Snowflake eels are predators that hunt most types of sea animals including small fish and shrimps. Keep them with bigger fish like the wrasses, tangs, trigger fish and lionfish. Considered less aggressive, they can be housed with other eels provided they are introduced into the tank at the same time. This is important as like most other types of animals, they tend to be territorial.

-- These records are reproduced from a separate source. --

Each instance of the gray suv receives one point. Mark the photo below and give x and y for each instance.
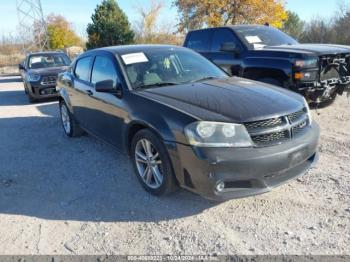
(39, 73)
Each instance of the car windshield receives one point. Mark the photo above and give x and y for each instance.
(170, 66)
(47, 60)
(260, 36)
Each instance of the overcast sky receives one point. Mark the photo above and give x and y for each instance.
(79, 11)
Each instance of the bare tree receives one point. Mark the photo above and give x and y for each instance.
(150, 30)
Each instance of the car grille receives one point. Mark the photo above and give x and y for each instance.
(279, 129)
(49, 80)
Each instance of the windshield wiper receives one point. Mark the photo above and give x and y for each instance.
(160, 84)
(204, 78)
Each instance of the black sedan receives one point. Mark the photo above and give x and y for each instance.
(185, 122)
(39, 74)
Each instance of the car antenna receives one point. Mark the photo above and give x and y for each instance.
(316, 109)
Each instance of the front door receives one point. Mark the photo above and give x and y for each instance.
(106, 110)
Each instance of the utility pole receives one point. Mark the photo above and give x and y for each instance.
(32, 25)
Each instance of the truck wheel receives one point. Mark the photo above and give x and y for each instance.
(324, 103)
(271, 81)
(30, 98)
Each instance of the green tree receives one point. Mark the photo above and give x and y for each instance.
(110, 26)
(61, 34)
(293, 26)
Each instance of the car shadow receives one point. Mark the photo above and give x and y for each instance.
(47, 175)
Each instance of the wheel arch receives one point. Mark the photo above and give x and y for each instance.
(134, 127)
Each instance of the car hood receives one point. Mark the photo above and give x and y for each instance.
(48, 71)
(315, 49)
(233, 99)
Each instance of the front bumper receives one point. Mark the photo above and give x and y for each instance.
(38, 91)
(245, 171)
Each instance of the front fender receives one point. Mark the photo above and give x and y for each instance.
(65, 97)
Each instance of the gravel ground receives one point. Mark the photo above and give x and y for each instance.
(79, 196)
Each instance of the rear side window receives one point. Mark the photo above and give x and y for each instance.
(103, 70)
(82, 69)
(222, 36)
(198, 40)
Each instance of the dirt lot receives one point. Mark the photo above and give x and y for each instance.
(79, 196)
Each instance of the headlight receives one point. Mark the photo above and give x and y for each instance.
(309, 62)
(215, 134)
(308, 111)
(33, 77)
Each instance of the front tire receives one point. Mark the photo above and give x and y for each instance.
(152, 164)
(70, 126)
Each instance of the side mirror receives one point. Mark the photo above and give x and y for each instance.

Avoid placing smaller animals like crabs, lobsters, shrimps and other groups of crustaceans. The eel thrives best on a crustacean diet and will gobble them all up. However, they can be housed together with sea anemones, starfish and sea urchins. They are also known to be friendly to corals and will rarely interfere with it.

Other Important Facts about the Snowflake Eel

  • It has poor eyesight even though its eye looks quite sharp.
  • It becomes relatively aggressive during feeding times. If feeding it from the hands, one must be very careful as it has a very painful bite.
  • If a hobbyist occasionally feeds it from the hand, it gets accustomed to this. With time, it begins to associate the hand with food. This can lead to injuries as it may hurt the hand when cleaning the tank, thinking it is being denied food.
  • For the first few weeks after introduction to the aquarium, it is likely to be very shy. During this time, it will hide a lot. Caves and rock crevices will help tremendously during this time. As it gets accustomed to its new surrounding, it begins to get out of hiding more.
  • Avoid over-feeding the eel as this could hurt its system.
  • There are times when it can stay for days without eating. If it is healthy and shows no sign of poor health, it should not be a call for alarm.

Conclusion

The snowflake eel is a very unique pet with outstanding features that makes it a great aquarium addition.